ANCHE I PARROCI SNOBBARONO I BANDI

FRANCO GIANNANTONI - 09/05/2014

Per chi non si fosse presentato in caserma entro il 25 maggio 1944 il rischio era di essere fucilato. Valeva per i ragazzi già avanti con l’età, fra i 27 e i 29 anni, le classi dal ’15 al ’17 visto lo scarso risultato ottenuto con giovani del ’24, del ’25 e del ’26. Bene o male la scalcagnata repubblica del duce doveva disporre di un proprio esercito e il maresciallo d’Italia Rodolfo Graziani, il “macellaio” d’Etiopia, lo aveva assolutamente previsto. In caso contrario si sarebbe dimesso. Il decreto è del 18 aprile. Vale anche per chi si fosse per caso unito ai partigiani e intendesse ora avere salva la vita.
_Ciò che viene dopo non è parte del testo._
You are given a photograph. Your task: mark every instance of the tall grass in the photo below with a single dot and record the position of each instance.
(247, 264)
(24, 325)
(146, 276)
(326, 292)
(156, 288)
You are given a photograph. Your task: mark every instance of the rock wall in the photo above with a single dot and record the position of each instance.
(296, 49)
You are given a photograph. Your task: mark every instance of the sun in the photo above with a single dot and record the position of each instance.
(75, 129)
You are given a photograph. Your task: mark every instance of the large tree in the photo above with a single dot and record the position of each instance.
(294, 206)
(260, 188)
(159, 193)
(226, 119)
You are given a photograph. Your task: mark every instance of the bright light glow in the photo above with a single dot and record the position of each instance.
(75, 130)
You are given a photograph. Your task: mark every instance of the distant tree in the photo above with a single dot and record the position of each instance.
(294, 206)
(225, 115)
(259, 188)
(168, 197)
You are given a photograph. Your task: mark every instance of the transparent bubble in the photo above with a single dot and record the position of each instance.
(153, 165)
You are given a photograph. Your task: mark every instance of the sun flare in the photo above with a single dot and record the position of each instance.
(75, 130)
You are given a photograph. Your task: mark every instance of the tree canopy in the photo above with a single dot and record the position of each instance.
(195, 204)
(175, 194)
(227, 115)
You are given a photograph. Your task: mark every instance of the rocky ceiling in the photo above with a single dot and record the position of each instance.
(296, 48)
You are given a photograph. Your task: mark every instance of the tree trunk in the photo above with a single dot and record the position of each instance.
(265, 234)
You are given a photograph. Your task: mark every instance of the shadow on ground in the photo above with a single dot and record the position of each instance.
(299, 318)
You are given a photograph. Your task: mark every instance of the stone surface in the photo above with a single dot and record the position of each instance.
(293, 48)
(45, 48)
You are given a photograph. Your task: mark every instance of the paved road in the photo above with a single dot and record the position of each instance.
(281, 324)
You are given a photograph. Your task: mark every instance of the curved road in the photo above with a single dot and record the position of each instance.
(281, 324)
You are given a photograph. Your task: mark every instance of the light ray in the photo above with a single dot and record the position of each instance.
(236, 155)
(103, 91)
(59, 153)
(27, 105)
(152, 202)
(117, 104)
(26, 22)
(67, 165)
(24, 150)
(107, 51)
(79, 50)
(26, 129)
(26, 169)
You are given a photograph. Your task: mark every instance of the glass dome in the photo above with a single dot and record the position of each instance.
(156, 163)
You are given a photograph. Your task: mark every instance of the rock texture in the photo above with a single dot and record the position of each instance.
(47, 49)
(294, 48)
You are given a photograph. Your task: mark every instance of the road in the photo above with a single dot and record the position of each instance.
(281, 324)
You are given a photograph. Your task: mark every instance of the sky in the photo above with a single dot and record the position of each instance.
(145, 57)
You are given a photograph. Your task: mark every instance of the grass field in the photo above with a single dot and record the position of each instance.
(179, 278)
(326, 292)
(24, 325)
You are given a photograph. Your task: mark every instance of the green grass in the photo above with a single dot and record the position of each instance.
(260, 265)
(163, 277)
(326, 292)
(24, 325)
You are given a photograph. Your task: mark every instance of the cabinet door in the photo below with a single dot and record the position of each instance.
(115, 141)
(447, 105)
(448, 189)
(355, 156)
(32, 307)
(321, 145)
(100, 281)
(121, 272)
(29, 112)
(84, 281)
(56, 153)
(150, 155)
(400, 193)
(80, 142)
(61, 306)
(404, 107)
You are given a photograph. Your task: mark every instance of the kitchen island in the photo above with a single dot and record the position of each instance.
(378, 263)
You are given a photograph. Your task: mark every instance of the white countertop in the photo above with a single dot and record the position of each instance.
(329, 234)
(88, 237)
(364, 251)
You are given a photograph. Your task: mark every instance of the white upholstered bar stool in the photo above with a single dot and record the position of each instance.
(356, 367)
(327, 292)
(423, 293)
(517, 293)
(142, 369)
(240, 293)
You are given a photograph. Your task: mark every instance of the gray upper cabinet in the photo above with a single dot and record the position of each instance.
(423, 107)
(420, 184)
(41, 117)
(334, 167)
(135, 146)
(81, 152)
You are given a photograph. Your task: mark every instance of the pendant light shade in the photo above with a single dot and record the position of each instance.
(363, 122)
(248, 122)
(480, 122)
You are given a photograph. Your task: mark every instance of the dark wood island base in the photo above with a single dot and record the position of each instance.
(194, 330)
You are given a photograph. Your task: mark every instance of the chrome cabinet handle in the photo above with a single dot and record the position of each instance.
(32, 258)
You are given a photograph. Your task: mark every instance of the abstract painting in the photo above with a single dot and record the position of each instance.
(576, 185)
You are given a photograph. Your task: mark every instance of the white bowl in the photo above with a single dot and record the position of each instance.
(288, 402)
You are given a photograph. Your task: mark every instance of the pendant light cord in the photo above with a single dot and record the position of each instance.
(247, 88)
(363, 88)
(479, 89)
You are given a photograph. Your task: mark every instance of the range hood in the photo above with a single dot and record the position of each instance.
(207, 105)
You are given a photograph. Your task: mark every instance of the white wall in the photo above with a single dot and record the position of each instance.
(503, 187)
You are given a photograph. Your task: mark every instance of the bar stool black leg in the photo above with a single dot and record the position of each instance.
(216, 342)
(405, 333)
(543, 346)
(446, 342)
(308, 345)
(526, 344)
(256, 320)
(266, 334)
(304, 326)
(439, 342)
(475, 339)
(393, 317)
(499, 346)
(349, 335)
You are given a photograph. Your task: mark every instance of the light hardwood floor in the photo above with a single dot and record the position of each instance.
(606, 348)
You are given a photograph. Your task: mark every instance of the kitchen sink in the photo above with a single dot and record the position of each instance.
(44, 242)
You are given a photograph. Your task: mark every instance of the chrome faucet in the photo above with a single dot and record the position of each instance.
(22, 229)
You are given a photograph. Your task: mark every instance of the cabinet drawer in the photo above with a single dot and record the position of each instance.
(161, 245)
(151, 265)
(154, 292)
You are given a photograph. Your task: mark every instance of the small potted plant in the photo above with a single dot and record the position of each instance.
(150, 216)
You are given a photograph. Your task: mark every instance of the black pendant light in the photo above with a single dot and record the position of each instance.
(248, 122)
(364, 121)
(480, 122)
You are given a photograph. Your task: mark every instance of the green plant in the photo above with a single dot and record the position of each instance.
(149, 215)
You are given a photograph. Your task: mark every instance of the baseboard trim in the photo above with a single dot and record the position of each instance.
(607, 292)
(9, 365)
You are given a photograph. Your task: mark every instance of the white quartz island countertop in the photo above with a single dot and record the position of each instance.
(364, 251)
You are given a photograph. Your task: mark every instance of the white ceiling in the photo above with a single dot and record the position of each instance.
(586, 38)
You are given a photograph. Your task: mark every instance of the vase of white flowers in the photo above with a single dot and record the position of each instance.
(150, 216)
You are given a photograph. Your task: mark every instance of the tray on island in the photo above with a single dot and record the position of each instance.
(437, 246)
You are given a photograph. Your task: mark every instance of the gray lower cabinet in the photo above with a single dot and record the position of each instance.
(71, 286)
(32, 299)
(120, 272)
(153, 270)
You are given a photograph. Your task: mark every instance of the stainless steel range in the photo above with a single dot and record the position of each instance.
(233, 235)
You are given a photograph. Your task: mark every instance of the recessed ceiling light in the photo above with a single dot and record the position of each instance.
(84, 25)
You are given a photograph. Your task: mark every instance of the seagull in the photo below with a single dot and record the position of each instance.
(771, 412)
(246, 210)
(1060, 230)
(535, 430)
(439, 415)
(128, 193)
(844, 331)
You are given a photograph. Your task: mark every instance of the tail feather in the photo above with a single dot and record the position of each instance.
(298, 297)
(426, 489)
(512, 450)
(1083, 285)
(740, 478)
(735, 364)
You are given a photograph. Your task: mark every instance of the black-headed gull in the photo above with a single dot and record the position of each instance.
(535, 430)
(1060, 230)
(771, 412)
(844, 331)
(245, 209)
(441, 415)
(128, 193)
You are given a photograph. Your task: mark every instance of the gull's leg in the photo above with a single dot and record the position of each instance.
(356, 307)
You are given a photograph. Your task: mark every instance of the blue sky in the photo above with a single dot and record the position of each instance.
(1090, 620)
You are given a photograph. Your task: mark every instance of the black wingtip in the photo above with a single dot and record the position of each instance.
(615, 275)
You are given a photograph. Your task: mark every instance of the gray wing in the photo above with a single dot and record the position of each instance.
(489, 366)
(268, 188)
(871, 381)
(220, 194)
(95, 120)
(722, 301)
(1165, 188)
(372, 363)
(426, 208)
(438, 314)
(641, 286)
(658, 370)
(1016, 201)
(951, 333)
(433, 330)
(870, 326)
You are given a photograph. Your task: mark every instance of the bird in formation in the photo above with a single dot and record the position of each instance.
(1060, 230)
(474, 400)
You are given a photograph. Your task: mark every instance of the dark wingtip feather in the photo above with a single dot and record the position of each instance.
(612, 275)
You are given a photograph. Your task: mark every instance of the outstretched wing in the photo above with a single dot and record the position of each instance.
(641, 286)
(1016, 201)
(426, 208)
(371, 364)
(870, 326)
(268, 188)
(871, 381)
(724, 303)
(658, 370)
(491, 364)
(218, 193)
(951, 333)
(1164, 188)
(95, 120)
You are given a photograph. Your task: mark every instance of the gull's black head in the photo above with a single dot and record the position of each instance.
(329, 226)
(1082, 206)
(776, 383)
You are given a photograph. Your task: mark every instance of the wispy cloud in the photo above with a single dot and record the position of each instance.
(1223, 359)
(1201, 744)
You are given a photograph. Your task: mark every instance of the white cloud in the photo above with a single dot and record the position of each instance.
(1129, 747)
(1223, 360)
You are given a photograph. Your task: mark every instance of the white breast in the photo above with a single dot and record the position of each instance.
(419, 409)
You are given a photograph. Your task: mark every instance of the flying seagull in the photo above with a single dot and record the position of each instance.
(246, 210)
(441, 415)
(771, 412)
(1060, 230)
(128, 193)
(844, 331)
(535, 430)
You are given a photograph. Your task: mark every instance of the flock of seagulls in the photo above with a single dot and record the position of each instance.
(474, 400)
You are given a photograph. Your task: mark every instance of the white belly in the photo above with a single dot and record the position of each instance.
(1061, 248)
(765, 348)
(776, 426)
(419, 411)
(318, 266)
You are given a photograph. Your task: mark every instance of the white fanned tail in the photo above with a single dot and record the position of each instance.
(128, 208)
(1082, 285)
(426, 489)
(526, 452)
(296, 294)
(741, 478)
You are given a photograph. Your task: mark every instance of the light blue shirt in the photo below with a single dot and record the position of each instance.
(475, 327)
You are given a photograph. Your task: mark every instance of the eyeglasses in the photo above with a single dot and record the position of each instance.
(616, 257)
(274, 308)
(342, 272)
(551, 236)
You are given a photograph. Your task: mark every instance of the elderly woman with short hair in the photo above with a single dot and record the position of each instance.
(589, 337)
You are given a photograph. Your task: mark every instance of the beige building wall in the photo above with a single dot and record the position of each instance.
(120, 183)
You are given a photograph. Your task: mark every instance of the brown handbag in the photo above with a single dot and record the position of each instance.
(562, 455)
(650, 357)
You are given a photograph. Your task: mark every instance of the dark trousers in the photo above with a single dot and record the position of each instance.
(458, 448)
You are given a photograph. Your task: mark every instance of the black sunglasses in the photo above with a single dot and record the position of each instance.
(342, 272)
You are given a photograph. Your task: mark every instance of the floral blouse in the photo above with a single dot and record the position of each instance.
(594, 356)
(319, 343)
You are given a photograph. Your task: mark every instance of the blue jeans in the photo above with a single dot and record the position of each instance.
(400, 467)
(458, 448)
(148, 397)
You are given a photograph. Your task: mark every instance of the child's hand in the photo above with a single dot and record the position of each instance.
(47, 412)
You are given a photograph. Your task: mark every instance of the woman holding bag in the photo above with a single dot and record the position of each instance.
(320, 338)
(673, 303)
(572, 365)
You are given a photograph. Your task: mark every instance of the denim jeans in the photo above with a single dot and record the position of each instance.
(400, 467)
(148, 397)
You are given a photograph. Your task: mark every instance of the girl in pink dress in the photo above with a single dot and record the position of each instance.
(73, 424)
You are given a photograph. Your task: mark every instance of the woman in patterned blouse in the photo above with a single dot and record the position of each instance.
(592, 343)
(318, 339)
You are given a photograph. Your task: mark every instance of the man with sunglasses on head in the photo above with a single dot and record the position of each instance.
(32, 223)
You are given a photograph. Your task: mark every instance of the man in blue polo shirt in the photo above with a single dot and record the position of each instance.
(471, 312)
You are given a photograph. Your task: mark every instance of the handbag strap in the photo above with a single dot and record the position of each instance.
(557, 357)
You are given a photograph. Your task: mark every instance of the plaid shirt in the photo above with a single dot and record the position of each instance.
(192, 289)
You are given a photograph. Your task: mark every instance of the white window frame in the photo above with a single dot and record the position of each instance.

Fra l’altro anche il bando di chiamata per le donne da far confluire nel Corpo ausiliario non aveva dato i risultati desiderati.

Tutti hanno una paura folle e la vicina frontiera con la Svizzera funge da irresistibile calamita. Dall’Archivio federale di Berna esce infatti un risultato sconcertante ma sicuro della viltà di molti. Dalla città di Varese dopo l’8 settembre sono entrati in Canton Ticino ben 999 giovani e meno giovani. Studenti ed operai, professionisti e militari.

Salò preme sulle famiglie minacciando di togliere le tessere alimentari. A “Cronaca Prealpina” diretta da Angelo Arrigoni, vice di Niccolò Giani alla Mistica Fascista, giungono appelli strappalacrime con la preghiera di pubblicarli. Podestà e Federale giocano sul senso dell’onore, c’è anche spazio per un “bando del perdono” cioè la tolleranza di qualche giorno per i distratti e per gli indecisi.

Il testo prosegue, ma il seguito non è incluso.